A list of 100 albums you should get rid of; not counting obvious easy targets (except perhaps for the one Celine Dion release that somehow ended up there; why anybody with taste would own a Celine Dion CD in the first place is beyond me), but mostly a list of outdated and overrated works, some undoubtedly overlapping with glossy magazines' "most essential CDs" lists. Oddly enough, I've only got two or three of the titles here.
(For some reason, Mozilla doesn't show the entire lists, mistaking parts for HTML comments. If the list looks somewhat incomplete, try viewing the source.)
A piece on the decline of music journalism, and in particular papers like NME.
Q is now a glowing example of all that is wrong with the music press. It's the pop industry's answer to Hello!, a glorified fanzine that gains access to big-name musicians because of its bland non-critical approach. This is a magazine that is just as happy to have Robbie Williams on the cover as it is REM, where Sting is afforded the same levels of respect as Kurt Cobain. With Q dominating the monthly market, it's no wonder that readers are losing faith in music journalism.

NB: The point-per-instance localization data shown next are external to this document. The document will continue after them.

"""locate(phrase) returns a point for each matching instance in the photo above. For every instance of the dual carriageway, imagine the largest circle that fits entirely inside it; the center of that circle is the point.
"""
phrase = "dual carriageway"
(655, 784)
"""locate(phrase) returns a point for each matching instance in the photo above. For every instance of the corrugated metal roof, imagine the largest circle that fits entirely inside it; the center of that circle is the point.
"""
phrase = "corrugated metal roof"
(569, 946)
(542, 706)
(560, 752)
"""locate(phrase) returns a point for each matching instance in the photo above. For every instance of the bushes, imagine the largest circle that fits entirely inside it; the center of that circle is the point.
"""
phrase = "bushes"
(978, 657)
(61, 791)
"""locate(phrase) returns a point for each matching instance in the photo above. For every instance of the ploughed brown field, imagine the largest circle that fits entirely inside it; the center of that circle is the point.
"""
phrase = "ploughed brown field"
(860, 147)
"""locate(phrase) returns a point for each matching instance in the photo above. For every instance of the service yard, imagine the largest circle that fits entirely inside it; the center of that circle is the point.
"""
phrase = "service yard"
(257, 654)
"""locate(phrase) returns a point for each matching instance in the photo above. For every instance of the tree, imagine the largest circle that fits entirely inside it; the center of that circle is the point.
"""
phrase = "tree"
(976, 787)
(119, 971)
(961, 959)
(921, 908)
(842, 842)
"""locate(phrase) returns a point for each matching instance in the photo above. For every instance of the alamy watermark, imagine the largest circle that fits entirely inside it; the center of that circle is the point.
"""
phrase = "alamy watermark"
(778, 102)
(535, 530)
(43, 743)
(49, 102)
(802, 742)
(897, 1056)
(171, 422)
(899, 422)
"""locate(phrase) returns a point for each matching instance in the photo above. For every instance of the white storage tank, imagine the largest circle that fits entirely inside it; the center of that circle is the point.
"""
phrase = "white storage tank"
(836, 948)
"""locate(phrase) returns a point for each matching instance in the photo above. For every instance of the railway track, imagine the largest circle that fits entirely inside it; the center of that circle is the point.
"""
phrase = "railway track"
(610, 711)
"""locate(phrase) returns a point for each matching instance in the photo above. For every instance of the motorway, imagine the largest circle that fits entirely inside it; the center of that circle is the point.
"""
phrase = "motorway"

I'm not surprised; looking at the NME website, full of tabloid celebrity gossip and adulation at the "brilliant" new releases from various cookie-cutter R&B/pop groups, it's hard to reconcile this new Smash Hits with the legendary paper that set out to challenge the status quo and instigated things like the C86 compilation. (via VM)

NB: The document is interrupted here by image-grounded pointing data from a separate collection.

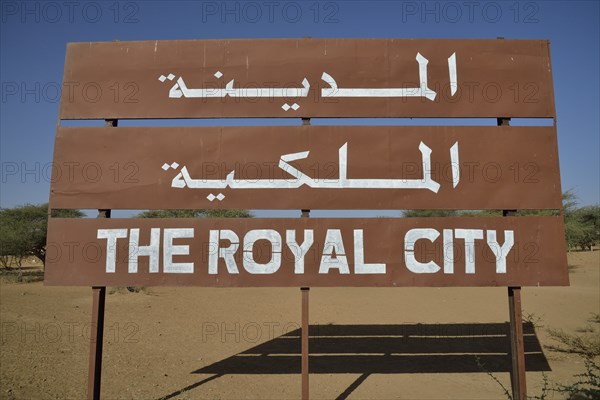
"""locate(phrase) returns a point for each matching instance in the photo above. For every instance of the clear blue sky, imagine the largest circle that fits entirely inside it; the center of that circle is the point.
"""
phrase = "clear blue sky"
(34, 35)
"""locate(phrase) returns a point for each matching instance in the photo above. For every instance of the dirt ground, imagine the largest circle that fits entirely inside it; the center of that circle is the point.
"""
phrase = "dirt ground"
(196, 343)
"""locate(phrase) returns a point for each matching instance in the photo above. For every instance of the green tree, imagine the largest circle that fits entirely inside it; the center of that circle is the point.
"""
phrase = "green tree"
(23, 231)
(588, 220)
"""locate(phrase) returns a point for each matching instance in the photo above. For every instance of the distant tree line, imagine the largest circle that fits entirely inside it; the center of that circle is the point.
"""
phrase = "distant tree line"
(582, 224)
(23, 229)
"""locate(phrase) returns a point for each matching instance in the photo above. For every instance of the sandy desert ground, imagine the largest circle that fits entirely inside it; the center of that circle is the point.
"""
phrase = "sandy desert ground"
(367, 343)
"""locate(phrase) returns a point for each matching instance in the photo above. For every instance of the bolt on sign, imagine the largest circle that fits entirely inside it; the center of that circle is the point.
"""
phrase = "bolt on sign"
(307, 167)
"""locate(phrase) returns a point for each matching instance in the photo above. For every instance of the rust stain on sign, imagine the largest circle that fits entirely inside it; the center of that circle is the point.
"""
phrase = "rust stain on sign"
(307, 252)
(307, 167)
(308, 78)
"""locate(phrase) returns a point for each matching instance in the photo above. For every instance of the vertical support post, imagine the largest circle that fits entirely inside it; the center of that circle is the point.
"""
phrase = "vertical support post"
(96, 340)
(304, 338)
(97, 333)
(517, 345)
(305, 324)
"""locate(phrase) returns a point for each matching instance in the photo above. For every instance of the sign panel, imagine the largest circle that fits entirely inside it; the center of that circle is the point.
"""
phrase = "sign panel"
(526, 251)
(307, 167)
(308, 78)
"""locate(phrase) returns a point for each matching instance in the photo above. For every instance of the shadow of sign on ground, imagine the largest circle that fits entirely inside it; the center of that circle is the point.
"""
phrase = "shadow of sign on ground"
(384, 349)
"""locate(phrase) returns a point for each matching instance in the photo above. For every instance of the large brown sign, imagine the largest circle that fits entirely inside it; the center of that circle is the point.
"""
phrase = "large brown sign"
(307, 252)
(308, 78)
(307, 167)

An interesting music-review site/webzine: Gravitygirl, written by Melbourne street-press journo Anthony Carew (who also hosts the International Pop Underground show on 3RRR). (Warning: the colour scheme can be a bit hard to read.)
Righteous rant about the greying of rock'n'roll: (The Age)
ROCK is about urgency, vibrancy, the passion of youth. Trying to give it gravitas by bringing in a few violins and a bunch of 50yearold rockers way past their prime is such a betrayal of everything it once stood for that it beggars belief.
Can you imagine how awful Jimi Hendrix would sound nowadays if he hadn't choked on his own vomit back in the '60s? He'd be getting up on stage at the Colonial right now, alongside Lenny Kravitz and Whitney Houston.